Il n’est pas question ici d’ingérence – d’autant plus que les Haïtiens n’en veulent pas. Mais l’on sait déjà que, sans réelle volonté des États partenaires d’accompagner le pays vers la stabilité politique, institutionnelle et sociale, la mission politique de l’ONU en Haïti ne sera qu’un coup d’épée dans l’eau. Nous avons les moyens de cette volonté. De surcroît, l’histoire est têtue et les destins croisés de la France et d’Haïti nous obligent.
La parole est à Mme la secrétaire d’État chargée des affaires européennes. Comme vous l’avez rappelé, Haïti est entré manifestement depuis le mois de septembre dans une crise économique, sociale et politique. L’ensemble des manifestations appellent à la démission du président Jovenel Moïse. La plus faible mobilisation du dimanche 10 novembre laisse entrevoir un répit, après les deux mois de troubles particulièrement violents que vous avez rappelé : quarante-deux personnes ont perdu la vie selon l’ONU, dont dix-neuf tuées par les forces de l’ordre. La difficulté essentielle tient à l’absence du Gouvernement investi par le Parlement : la situation est de ce fait totalement bloquée et l’activité économique paralysée.
Dans l’immédiat, la position française est claire : il convient d’abord d’assurer la sécurité de nos compatriotes en Haïti, où la communauté française compte 1 900 inscrits. Il faut ensuite éviter une nouvelle crise humanitaire. On estime qu’en 2020, 4 millions de personnes se trouveront en insécurité alimentaire ; 2 millions d’enfants ne sont quant à eux plus scolarisé. Nous fournissons donc une aide alimentaire d’urgence et travaillons avec l’Union européenne pour nous tenir prêts à lancer une action concrète sur le terrain en cas de dégradation de la situation.
Notre priorité reste néanmoins le soutien à la reprise d’un dialogue réunissant l’ensemble des forces d’opposition et l’ensemble de la société civile. Nous avons signalé, je le répète devant vous, que nous sommes prêts à soutenir ce dialogue, en lien avec l’Union européenne et avec l’Organisation internationale de la francophonie. Nous estimons en effet que ce dialogue constitue la seule réponse possible à l’urgence sociale et la seule voie de sortie de la crise politique actuelle. La France ne veut pas d’une nouvelle situation chaotique en Haïti, dont les Haïtiens les plus vulnérables sont les premières victimes. C’est au président Haïtien de se montrer à la hauteur des circonstances de façon à éviter cette crise et à engager au plus vite le dialogue national dont le pays a plus que jamais besoin.

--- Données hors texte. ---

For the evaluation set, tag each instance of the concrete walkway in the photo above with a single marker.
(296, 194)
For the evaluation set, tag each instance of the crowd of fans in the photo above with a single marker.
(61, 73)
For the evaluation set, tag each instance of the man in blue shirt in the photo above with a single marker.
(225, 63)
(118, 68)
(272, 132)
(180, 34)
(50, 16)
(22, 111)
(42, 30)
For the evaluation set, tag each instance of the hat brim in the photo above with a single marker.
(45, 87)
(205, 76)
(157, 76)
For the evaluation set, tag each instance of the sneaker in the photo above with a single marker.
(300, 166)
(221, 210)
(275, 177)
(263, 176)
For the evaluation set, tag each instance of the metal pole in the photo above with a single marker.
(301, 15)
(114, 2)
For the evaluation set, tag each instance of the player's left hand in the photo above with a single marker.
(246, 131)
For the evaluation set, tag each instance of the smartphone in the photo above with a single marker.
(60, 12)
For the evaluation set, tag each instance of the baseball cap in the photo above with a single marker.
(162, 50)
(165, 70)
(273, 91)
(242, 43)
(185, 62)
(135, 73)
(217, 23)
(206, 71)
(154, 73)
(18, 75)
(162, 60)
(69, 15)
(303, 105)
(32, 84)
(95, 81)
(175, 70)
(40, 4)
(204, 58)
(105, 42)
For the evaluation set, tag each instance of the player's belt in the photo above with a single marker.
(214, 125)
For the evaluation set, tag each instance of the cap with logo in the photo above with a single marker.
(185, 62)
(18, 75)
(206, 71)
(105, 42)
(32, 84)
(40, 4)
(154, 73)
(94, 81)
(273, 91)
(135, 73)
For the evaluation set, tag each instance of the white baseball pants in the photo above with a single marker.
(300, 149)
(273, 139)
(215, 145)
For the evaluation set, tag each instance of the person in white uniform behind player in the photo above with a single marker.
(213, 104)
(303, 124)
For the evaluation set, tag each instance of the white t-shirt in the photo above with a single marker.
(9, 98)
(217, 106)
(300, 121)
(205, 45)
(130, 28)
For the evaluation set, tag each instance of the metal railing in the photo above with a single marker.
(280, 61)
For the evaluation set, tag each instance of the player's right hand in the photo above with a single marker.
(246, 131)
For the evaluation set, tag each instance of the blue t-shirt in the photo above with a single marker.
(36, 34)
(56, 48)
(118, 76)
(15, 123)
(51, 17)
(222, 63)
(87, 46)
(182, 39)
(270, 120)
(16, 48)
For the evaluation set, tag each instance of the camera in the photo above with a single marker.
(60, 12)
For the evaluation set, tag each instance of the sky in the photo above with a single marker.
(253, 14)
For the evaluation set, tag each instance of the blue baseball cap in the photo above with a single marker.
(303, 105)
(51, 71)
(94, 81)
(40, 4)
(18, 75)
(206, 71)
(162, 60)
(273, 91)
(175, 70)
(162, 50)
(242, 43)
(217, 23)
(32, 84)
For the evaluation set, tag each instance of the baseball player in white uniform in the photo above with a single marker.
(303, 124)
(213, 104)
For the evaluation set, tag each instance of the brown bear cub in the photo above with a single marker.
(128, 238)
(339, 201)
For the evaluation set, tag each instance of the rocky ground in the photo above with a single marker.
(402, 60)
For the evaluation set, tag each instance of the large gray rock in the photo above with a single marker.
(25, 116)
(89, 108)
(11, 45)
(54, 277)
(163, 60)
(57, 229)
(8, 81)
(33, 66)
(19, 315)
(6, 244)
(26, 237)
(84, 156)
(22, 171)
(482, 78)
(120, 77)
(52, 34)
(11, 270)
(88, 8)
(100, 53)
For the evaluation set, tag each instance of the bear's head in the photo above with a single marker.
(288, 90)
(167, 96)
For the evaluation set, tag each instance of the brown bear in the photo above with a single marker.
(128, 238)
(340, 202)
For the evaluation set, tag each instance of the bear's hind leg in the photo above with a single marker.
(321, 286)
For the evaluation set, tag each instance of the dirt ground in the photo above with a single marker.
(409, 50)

(Applaudissements sur les bancs du groupe LaREM.)
La parole est à M. Bruno Duvergé. Ma question s’adresse à M. le secrétaire d’État chargé des transports. Après un an et demi de négociation, la convention TER 2019-2024, entre la région Hauts-de-France et la SNCF, a été votée le 15 octobre dernier par les élus régionaux. Elle régit l’ensemble des sujets relevant du transport express régional dans les Hauts-de-France. Avec un financement de 500 millions d’euros par an, soit 2,5 milliards sur 5 ans entièrement à la charge de la région, cette convention permettra d’assurer les trajets quotidiens de 200 000 voyageurs.
La région, qui a toute confiance en la SNCF, s’est félicitée de cet accord. Or nous venons d’apprendre que le trajet Amiens-Lille ne desservira plus la gare d’Achiet-le-Grand, quotidiennement fréquentée par 200 passagers. Pour les usagers, cette décision aura pour conséquences directes le recours au déplacement automobile et un surcoût de leur abonnement.
La SNCF a l’intention de jouer un rôle clé pour assurer nos mobilités dans le cadre de la transition énergétique. Mais elle ne peut réussir dans ce domaine qu’en impliquant les communautés de communes des territoires ruraux. En l’occurrence, la communauté de communes du Sud-Artois, qui a construit son plan de mobilité autour de la gare d’Achiet-le-Grand, a été mise à l’écart de cette concertation.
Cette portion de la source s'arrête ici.